Cette année, le récensement était exclusivement réservé aux Ivoiriens

Malgré les nombreuses mises en garde adressées aux membres des communautés étrangères vivant en Côte d’Ivoire quant au processus d’enrôlement, certains contre toute attente ont tenté de s’inviter sur les listes électorales ivoiriennes. C’est le cas du nommé Diakité Abou, dit « kélépé », ressortissant Malien âgé de 29 ans qui s’est retrouvé sur la liste électorale provisoire 2009.

Par Suy Kahofi

Diakité Abou, en fournissant de faux documents administratifs, a pu tromper la vigilance des agents recenseurs lors des campagnes d’identification. A le croire, l’homme n’avait pas l’intention de voter lors des prochaines élections : ce qui l’intéressait par-dessus tout, c’était la carte nationale d’identité.

Trop connu à Dimbokro pour se faire enrôler sans éveiller de soupçon, il décide ‘’d’obtenir la nationalité Ivoirienne’’ en allant se faire enrôler dans le village d’Ahua, situé à environ 5 Kilomètres de la ville. Là, muni de son faux extrait d’acte de naissance établi dans le village de Noffou, sur lequel figure le nom de la femme de son père, il arrive provisoirement à ses fins. Ce que Diakité Abou avait oublié, c’est que vu son âge ,il allait obligatoirement figurer sur la liste électorale provisoire. Son malheur, c’est qu’il est reconnu le jour de la publication de la liste électorale provisoire par un habitant de Dimbokro. Ce dernier, dans le total anonymat , informe la gendarmerie.

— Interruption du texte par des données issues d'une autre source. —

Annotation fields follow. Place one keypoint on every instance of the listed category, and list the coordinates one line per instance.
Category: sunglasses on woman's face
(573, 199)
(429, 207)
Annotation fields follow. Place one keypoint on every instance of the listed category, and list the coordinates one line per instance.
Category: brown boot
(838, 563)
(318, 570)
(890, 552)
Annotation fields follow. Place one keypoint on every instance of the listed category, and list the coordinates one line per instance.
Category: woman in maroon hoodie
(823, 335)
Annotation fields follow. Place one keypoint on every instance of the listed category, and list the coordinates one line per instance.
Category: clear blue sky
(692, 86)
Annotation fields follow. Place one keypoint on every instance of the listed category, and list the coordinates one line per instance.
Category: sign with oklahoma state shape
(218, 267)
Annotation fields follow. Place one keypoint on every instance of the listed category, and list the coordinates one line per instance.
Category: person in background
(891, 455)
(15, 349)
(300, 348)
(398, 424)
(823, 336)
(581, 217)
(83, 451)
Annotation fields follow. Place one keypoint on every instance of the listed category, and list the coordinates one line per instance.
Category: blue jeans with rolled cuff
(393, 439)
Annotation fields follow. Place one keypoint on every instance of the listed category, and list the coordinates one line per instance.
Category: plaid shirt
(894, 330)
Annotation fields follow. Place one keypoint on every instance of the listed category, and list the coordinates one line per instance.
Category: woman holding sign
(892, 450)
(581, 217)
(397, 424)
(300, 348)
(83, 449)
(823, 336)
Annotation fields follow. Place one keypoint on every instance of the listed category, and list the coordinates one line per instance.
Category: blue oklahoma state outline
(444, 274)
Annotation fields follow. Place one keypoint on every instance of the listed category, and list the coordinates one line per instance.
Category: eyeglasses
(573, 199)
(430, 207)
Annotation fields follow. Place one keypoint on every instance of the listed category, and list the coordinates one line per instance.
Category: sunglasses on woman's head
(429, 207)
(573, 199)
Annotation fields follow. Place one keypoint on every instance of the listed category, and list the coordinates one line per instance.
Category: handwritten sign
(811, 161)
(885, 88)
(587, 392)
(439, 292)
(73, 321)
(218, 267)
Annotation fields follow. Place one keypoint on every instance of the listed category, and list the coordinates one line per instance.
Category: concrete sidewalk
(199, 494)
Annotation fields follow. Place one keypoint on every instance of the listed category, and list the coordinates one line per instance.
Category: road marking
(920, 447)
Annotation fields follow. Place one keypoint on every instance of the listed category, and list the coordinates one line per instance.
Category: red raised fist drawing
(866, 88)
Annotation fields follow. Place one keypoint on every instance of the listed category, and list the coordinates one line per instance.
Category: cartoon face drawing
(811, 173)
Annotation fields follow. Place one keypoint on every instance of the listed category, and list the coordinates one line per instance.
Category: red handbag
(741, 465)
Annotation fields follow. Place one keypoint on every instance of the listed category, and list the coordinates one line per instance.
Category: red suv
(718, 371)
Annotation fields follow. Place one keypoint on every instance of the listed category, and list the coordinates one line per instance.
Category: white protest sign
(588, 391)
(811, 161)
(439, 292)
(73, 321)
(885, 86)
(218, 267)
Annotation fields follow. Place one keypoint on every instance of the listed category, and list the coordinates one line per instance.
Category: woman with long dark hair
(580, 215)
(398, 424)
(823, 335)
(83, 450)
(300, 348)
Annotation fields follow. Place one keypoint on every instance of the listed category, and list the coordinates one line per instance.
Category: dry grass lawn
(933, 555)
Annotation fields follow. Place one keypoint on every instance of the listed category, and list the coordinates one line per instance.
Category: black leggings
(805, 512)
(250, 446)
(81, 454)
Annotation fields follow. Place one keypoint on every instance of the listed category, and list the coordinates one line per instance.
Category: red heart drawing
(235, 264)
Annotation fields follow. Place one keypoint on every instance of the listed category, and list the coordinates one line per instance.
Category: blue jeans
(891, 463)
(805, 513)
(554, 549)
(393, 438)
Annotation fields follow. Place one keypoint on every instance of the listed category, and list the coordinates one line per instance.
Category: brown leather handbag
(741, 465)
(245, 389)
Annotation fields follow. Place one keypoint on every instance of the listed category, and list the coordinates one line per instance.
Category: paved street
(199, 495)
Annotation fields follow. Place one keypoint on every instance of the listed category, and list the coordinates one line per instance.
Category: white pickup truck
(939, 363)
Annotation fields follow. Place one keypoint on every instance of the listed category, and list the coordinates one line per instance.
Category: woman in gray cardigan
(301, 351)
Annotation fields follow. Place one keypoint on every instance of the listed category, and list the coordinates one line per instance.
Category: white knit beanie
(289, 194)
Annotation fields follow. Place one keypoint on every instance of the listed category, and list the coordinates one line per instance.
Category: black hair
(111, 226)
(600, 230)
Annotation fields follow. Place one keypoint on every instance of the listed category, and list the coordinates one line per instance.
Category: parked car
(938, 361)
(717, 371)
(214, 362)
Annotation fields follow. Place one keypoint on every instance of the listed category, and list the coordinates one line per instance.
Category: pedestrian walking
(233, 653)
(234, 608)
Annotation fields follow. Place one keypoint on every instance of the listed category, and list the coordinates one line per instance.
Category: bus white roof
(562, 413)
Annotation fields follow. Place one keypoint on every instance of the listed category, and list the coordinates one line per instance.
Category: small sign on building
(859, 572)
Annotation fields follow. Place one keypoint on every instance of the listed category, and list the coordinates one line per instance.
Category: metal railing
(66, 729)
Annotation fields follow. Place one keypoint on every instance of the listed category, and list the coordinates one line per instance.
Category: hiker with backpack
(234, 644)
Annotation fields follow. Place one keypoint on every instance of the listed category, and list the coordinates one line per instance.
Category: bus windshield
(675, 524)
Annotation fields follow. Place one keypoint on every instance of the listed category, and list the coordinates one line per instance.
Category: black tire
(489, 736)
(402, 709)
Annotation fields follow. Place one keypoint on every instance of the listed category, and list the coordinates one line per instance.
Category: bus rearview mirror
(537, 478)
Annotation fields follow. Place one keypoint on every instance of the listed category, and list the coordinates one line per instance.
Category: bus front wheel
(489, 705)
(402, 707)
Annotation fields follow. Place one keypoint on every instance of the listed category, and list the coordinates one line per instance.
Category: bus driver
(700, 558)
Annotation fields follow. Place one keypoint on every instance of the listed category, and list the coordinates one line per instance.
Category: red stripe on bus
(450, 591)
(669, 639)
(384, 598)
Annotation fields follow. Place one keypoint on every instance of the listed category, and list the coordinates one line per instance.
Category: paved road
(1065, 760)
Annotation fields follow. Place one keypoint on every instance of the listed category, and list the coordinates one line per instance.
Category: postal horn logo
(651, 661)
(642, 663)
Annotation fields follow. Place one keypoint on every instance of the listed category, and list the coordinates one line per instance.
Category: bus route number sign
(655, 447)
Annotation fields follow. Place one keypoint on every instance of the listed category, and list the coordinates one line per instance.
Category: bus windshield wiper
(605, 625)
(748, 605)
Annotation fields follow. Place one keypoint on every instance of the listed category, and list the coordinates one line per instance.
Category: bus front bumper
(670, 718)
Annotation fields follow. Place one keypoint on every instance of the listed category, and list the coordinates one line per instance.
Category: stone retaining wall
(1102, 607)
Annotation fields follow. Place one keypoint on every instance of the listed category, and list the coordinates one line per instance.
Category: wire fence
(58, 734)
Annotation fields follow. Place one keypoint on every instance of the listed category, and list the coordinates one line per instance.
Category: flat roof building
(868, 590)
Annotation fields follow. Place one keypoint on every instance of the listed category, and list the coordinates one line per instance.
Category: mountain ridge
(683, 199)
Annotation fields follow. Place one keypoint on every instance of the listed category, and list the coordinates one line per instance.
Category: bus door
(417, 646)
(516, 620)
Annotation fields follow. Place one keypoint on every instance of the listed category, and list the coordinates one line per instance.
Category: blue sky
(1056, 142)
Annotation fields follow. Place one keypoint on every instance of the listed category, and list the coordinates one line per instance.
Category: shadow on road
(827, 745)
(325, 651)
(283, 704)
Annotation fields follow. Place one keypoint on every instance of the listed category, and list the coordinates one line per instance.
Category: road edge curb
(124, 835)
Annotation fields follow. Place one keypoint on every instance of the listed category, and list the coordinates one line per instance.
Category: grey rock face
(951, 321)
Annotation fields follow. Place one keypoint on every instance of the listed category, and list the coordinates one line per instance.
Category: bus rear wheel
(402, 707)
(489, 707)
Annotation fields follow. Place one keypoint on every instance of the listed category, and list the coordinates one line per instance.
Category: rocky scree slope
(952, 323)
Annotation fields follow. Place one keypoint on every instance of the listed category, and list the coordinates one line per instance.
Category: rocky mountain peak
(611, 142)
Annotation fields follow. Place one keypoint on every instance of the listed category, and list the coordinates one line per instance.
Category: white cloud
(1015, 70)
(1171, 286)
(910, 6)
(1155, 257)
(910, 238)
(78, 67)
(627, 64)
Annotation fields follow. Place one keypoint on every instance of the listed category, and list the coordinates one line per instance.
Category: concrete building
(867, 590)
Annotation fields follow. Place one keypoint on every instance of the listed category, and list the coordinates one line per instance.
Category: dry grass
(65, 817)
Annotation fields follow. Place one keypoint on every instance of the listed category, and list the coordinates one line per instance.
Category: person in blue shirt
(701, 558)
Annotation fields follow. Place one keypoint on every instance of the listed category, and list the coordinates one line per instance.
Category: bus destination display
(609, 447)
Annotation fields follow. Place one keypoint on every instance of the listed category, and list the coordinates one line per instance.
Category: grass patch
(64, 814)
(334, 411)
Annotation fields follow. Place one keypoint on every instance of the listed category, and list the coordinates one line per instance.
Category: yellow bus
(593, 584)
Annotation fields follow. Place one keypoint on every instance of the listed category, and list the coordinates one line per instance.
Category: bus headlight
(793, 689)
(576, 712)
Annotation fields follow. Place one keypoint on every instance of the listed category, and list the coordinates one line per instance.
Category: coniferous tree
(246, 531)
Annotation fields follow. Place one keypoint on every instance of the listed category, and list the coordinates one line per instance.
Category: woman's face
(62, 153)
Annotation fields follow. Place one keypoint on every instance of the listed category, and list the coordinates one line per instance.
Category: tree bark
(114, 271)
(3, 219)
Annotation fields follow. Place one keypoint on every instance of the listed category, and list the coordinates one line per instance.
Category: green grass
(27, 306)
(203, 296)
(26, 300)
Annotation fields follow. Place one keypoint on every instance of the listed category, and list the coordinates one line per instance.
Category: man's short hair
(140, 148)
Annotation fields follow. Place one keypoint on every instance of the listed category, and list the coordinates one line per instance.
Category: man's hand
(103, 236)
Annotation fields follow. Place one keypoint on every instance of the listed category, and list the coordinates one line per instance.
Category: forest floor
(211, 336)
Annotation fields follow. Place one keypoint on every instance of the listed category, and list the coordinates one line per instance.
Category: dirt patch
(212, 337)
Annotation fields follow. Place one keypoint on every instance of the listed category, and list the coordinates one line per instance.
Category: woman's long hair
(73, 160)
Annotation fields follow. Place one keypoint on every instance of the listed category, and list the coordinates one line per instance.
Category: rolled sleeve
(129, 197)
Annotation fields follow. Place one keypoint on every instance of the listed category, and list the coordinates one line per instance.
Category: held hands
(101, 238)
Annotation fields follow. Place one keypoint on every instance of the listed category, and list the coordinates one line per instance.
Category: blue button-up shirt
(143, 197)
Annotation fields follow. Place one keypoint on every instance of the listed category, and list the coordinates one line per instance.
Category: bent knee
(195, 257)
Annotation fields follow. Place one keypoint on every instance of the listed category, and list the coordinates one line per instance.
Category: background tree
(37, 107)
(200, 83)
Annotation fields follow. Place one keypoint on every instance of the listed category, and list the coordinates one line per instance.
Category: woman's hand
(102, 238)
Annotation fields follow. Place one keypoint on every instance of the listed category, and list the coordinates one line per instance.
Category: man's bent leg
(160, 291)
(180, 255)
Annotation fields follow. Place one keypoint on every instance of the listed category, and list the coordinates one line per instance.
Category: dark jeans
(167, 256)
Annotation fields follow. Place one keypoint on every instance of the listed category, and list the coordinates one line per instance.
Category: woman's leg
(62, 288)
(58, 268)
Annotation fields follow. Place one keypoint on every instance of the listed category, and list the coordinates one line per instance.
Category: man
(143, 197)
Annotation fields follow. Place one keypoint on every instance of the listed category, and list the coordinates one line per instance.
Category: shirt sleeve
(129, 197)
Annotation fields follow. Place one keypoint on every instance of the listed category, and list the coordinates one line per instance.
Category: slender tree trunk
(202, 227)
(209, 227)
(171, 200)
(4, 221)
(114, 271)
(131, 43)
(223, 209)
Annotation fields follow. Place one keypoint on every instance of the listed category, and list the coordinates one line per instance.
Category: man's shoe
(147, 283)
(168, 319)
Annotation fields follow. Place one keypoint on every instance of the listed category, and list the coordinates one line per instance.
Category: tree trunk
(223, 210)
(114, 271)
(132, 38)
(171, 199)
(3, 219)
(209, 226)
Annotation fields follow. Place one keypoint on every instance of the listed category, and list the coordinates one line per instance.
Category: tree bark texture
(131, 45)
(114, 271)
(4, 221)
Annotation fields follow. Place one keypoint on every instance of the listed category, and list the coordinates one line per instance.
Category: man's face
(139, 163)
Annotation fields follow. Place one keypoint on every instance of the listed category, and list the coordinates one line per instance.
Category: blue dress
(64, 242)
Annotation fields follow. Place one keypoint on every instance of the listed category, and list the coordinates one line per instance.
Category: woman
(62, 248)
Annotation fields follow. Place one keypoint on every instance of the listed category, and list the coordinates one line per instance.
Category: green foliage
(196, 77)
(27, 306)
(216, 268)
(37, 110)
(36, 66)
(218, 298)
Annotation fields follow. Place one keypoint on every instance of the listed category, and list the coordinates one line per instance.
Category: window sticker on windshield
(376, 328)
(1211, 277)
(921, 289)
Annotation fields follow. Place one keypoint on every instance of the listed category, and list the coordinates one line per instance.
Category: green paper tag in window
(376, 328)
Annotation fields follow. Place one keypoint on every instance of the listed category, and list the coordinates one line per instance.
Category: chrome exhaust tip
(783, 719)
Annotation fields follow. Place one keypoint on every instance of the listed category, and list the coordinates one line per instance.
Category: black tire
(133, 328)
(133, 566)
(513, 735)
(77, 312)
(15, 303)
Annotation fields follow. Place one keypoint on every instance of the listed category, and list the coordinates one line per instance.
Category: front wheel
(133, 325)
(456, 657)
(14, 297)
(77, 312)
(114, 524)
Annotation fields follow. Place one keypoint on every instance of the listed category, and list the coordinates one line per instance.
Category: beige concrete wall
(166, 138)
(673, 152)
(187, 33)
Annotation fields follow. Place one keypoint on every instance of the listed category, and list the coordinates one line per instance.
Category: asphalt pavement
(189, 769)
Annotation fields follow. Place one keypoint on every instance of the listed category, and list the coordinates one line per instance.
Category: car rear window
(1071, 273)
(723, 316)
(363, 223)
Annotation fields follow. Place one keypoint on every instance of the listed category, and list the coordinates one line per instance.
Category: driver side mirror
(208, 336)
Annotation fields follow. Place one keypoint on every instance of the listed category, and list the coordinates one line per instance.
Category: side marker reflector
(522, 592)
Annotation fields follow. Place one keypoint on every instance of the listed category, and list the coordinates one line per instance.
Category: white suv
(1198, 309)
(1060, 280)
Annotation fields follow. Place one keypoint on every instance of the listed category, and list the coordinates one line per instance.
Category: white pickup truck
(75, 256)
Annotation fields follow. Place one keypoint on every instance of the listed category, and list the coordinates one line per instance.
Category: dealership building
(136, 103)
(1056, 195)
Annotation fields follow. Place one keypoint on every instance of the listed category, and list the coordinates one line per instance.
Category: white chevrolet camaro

Les éléments du Commandant TANOH ne se font pas prier pour mettre le grappin sur Diakité Abou, dit « kélépé », le 30 Novembre 2009. Devant le parquet, il a reconnu être « de père et de mère Maliens et vouloir bénéficier de la nationalité Ivoirienne ».  En attendant de connaitre son sort définitif (le mercredi 16 Décembre), Diakité Abou dit « kélépé » occupe une cellule de la Maison d’Arrêt et de Correction de Dimbokro. Il est passible d’une peine d’emprisonnement de 6 mois à 3 ans et une amende de 50.000 à 500.000 Fcfa, conformément au code pénal. Il échappe ainsi à une peine de 5 à 10 ans, plus une amende  de 5 à 10 Millions de Fcfa, prévues par le code électoral.